What's behind Houston Police Department's falling arrest rates?
Reports show drop in number of arrests over past decade
HOUSTON – City of Houston financial reports show a massive drop in the number of “physical arrests” by the Houston Police Department over the last decade.
According to a Comprehensive Annual Financial Report, the number of arrests logged by the department dropped from 110,058 in 2008 to 51,910 in 2017.
"We need to start with resources," said Houston Police Chief Art Acevedo when asked why the rates have dropped.
Acevedo pointed out the number of officers has been falling.
According to the city’s CAFR, the number of officers dropped from a high of 5,703 in 2009 to 5,357 in 2017. HPD spokesperson Victor Senties said the number officers dropped again this year to 5,100.
Yet, in that time, Houston's population has grown to more than 2.3 million people. Simply put, more officers have been retiring from HPD than the city's been hiring.
“You can't make arrests if a cop's not there,” said Acevedo.
Acevedo said budget cutbacks over the past several years have also slashed the department's civilian ranks.
“When you lose 43 percent of your support staff, somebody's still got to do that work," Acevedo said. "That work does not go away.
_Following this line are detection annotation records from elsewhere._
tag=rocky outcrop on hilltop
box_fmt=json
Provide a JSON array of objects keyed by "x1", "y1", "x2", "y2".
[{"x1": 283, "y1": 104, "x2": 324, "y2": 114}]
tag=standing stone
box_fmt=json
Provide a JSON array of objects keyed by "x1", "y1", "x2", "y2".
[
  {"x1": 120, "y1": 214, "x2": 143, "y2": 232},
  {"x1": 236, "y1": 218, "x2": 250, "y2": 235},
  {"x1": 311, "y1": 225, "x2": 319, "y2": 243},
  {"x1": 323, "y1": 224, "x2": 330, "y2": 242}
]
Which means, in too many instances, we're having to use police officers to do that work."
Acevedo also said there is another factor contributing to the decline in arrests, and he defines the word "arrest" this way.
“You're physically hand-cuffed, you're taken to jail and you're booked, that's an arrest,” Acevedo said.
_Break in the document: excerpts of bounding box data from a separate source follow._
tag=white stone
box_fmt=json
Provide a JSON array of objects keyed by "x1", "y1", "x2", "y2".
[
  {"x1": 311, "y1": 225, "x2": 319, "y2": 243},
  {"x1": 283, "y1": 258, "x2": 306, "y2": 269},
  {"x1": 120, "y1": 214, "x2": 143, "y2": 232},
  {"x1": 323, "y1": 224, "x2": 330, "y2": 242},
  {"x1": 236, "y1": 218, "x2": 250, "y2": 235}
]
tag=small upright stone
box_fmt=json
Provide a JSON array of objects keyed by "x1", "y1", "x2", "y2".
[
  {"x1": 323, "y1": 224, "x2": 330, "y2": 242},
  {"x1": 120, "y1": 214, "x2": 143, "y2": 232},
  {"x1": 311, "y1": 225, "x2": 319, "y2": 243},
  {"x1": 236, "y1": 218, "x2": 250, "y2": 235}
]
The reason that distinction is important is there are thousands of crimes officers handle every year that don't meet this definition.
Acevedo said what the arrest numbers don't show you is the work officers do on diversion programs.
These programs include public intoxication, marijuana possession and people in mental health crises.
These programs offer treatment and a second chance instead of permanent criminal records and a jail cell.
“Those are not included in our arrest numbers,” Acevedo said.
Acevedo points to public intoxication cases as an example. HPD records show in 2010, the department handled more than 20,000 public intoxication arrests. In 2013, the city opened a sobering center, which is where officers take someone to sober up away from jail. In 2017, the number of PI arrests dropped to 835, while 3,999 people were admitted to the sobering center.
The marijuana diversion program began in March 2017 in Harris County and the District Attorney’s Office estimates 85 percent of the more than 5,400 cases in this program came from HPD. In 2017, HPD records show officers responded to more than 11,000 calls involving people in mental health crises who were eventually admitted to a hospital.
Acevedo said the volume has not gone away.
“No,” he said. “We want to be smart on crime, not say 'We made a 100,000 arrests.'”
Acevedo said the department's priority will always be on violent crime, adding that those are the cases with life-ending consequences for victims and life-long trauma for families.
Rosalind Kinney's husband, Alvin, was murdered three years ago during an armored car holdup near the Galleria.
"We were a happy family," Rosalind Kinney said during a recent Crimestoppers news conference. "We were a unit, and we lost our foundation."
His killers have not been caught and are suspected of committing other crimes.
"It's been a long three years for us, and no one could ever fill the void for Alvin," Kinney said.
Acevedo said focusing on cases like Kinney’s circles back to the issue of manpower.
“The fact of the matter is, we are paper thin out there,” said Joe Gamaldi, president of the Houston Police Officer’s Union.
Gamaldi said that is finally changing. The city pledged five cadet classes over the next year, adding as many 375 new officers. Gamaldi said that's more than the number of officers expected to retire during that time.
“You're going to add more police officers this next fiscal year than we've added in a generation,” Gamaldi said.
Acevedo said the department also recently received a $1 million grant to study violent crime trends and patterns.
“This will give us an insight, this analysis, as to where we can expect violent crime and what type of violent crime we can expect,” Acevedo said.
Acevedo did not want to discuss specifics for tactical reasons, but said the plan will be to target these areas with a mix of high-visibility patrols and undercover officers.